On the domestic side, the crowded orders and rush orders in October will obviously ease in November, and the market speculation atmosphere will return to rationality. In terms of raw material procurement, according to the CCF research results, the downstream upstream has been actively replenished in the early stage, and the production and sales volume has continued to be large for half a month. At present, the average stock of raw materials on hand in the downstream reaches is generally more than 25 days, and some parts are higher for 1-2 months. Both weaving and texturing, recent procurement has begun to be reasonable, and polyester production and sales are gradually falling.
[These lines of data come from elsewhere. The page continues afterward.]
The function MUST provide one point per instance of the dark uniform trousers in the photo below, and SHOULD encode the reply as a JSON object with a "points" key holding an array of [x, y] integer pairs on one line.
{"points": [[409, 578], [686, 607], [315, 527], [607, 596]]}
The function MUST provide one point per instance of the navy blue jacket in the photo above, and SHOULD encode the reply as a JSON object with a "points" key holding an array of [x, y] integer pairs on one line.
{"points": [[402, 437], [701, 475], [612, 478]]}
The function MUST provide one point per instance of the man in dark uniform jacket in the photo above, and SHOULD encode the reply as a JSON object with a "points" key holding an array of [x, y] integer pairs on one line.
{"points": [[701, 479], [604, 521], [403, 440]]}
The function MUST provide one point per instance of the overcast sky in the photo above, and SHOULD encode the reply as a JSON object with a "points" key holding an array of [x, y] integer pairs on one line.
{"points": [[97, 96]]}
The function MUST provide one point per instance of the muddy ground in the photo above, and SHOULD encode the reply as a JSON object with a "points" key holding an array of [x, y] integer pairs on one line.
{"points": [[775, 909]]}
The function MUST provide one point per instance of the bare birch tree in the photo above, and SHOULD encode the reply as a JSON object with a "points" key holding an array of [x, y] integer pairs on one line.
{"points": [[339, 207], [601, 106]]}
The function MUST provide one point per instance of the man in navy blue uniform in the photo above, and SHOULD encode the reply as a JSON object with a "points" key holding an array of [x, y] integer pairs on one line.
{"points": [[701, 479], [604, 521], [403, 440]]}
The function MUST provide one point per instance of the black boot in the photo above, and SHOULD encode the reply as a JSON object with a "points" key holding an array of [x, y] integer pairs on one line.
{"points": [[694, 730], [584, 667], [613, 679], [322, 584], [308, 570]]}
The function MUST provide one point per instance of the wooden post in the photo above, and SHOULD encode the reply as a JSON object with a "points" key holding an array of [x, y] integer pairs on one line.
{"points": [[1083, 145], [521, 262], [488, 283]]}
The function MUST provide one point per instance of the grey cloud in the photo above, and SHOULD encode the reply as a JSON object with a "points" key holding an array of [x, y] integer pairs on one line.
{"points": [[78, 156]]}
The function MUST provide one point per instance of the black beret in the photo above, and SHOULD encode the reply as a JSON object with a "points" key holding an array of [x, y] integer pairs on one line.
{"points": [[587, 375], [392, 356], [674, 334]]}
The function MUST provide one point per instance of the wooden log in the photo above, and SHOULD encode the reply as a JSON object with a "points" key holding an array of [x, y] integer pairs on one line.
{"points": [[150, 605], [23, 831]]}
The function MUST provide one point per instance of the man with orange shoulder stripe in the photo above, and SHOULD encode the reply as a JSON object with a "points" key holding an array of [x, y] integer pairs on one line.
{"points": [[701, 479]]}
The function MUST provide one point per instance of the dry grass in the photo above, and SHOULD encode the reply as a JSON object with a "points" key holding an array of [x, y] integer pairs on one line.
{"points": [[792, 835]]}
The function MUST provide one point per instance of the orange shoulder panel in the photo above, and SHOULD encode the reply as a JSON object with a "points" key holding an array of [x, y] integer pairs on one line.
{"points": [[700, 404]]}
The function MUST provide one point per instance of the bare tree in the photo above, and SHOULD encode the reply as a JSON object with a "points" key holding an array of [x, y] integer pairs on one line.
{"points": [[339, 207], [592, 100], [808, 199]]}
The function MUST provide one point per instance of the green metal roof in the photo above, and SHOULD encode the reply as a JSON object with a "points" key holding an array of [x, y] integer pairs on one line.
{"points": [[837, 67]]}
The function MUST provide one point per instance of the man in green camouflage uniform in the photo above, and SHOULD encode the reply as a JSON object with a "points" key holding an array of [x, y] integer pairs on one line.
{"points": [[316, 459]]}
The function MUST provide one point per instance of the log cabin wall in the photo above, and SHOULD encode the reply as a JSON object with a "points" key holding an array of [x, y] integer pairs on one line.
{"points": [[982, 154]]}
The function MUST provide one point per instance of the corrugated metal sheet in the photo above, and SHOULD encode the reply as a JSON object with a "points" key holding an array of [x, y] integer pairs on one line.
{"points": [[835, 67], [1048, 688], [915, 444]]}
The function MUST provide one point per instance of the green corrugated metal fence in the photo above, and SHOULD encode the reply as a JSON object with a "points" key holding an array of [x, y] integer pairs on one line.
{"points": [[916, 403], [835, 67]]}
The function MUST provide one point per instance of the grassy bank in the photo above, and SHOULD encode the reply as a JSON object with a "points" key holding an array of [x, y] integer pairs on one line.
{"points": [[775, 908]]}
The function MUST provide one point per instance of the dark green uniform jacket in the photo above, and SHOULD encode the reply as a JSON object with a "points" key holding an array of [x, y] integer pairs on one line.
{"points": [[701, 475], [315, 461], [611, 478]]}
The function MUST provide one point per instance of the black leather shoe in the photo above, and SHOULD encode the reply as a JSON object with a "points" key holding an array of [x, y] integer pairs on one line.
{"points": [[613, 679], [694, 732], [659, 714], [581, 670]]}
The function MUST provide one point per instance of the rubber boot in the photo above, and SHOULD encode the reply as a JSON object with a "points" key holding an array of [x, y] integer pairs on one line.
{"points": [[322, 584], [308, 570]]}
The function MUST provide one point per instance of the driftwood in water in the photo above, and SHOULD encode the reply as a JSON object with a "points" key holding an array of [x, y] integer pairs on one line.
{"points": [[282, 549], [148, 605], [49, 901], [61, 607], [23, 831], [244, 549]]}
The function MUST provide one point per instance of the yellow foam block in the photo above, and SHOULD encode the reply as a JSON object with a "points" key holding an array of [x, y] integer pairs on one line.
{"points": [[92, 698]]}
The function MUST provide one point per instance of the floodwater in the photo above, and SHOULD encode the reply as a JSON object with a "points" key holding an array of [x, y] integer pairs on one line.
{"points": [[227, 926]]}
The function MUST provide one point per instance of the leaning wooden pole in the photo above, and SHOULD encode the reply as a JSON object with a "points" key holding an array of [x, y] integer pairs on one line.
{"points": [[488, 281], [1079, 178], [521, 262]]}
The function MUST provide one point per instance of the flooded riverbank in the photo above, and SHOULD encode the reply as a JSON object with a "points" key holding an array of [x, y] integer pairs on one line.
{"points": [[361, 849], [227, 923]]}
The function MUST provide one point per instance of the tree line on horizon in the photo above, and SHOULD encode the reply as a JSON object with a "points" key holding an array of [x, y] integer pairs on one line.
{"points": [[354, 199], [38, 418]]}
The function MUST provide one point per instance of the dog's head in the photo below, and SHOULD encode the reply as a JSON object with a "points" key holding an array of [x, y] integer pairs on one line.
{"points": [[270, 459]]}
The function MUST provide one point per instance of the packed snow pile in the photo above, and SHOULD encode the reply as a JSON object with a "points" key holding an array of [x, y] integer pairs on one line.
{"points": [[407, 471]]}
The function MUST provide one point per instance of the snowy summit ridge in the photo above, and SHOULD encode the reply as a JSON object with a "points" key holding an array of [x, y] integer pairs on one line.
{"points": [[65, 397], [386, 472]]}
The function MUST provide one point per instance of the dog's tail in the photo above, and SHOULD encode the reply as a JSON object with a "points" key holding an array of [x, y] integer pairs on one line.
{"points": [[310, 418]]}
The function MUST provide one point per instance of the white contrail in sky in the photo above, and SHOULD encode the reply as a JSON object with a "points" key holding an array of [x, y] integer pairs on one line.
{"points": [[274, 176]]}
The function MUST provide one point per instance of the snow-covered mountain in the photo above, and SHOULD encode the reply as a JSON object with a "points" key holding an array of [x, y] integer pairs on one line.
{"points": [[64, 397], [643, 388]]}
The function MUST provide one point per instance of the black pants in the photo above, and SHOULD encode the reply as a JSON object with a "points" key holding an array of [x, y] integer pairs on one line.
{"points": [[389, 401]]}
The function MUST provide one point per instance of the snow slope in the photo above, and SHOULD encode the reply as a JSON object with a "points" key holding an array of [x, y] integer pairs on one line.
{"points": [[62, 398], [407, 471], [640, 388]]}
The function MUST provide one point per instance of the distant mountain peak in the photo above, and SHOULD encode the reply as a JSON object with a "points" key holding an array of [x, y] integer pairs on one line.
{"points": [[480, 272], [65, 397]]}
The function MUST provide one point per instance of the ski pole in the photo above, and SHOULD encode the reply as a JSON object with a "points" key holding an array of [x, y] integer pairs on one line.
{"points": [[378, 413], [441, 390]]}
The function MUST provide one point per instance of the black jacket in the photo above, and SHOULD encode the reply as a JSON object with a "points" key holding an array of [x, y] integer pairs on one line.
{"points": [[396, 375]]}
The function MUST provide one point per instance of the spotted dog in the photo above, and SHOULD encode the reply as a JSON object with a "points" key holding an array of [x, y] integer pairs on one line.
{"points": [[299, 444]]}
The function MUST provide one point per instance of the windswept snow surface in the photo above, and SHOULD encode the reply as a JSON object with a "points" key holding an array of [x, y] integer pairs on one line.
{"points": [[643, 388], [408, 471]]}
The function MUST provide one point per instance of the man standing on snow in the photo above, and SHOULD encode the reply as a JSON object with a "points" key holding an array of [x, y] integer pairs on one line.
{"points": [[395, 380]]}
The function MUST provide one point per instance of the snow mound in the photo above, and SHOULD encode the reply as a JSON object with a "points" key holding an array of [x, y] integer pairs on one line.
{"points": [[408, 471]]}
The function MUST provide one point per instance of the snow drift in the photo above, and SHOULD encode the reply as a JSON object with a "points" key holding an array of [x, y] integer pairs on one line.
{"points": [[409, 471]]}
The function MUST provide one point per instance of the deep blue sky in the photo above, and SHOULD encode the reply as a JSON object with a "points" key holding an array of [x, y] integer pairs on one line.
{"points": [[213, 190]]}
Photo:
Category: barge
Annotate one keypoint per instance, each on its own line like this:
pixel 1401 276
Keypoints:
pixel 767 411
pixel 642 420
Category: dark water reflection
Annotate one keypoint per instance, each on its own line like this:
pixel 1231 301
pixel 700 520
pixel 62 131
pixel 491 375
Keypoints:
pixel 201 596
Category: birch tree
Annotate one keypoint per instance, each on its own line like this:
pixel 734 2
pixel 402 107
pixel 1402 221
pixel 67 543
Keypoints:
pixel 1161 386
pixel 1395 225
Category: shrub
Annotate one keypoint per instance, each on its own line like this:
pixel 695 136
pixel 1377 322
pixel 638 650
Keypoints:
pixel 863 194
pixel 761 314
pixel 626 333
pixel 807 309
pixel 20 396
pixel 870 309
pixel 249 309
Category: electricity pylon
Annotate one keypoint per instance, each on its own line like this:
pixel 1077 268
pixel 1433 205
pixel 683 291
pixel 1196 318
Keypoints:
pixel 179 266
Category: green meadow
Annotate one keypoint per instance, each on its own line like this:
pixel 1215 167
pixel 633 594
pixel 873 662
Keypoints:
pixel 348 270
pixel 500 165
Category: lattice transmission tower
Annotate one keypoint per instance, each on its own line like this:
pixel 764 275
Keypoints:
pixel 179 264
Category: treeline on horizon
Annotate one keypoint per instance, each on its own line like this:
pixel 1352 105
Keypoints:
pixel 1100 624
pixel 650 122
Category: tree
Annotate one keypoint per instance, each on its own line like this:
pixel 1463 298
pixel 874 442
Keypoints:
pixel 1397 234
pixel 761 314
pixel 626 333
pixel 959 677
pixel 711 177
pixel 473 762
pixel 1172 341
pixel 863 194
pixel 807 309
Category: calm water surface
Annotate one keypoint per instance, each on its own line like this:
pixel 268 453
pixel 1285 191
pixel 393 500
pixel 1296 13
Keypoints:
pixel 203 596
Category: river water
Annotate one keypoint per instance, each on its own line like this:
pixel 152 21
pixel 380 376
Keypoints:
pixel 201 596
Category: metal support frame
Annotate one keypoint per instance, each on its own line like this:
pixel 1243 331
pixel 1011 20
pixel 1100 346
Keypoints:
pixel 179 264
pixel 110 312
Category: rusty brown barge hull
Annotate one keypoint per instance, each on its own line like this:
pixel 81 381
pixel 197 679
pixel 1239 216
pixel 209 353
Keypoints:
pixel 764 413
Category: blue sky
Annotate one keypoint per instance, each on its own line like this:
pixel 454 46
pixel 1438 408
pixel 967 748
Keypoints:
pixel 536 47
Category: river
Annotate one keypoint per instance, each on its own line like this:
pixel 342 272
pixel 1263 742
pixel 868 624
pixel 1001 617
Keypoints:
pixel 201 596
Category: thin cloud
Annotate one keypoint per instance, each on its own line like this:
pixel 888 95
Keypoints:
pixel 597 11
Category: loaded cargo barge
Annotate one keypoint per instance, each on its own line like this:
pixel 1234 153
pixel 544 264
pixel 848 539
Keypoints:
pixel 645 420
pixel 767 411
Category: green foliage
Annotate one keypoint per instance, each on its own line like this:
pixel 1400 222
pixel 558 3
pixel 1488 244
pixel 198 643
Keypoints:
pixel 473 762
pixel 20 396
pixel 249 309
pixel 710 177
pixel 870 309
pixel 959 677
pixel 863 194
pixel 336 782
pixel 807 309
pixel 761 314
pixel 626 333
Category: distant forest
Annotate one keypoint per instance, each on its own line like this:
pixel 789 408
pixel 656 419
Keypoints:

The market has been waiting for the profit is often infinitely amplified, as investors still need to pay attention to the effective continuation of the peak season. For raw materials PTA and MEG, once the demand shows signs of decline, fundamental pressure will return to the disk.

 

Considering their respective import conditions, ethylene glycol needs a long-term shutdown capacity of 4.5-5 million tons. Even if 1.2 million tons of ethylene long-term shutdown units are deducted, 3.5 million tons of plant shutdown are still needed. The coal chemical industry should be controlled below 35%, which can maintain the balance of supply and demand. At present, the overall load of ethylene glycol has significantly recovered from the previous low level. Li WANYING reminded investors that investors should carefully evaluate the sustainability of the peak season. In the medium and long term, the 01 contract still has downward momentum.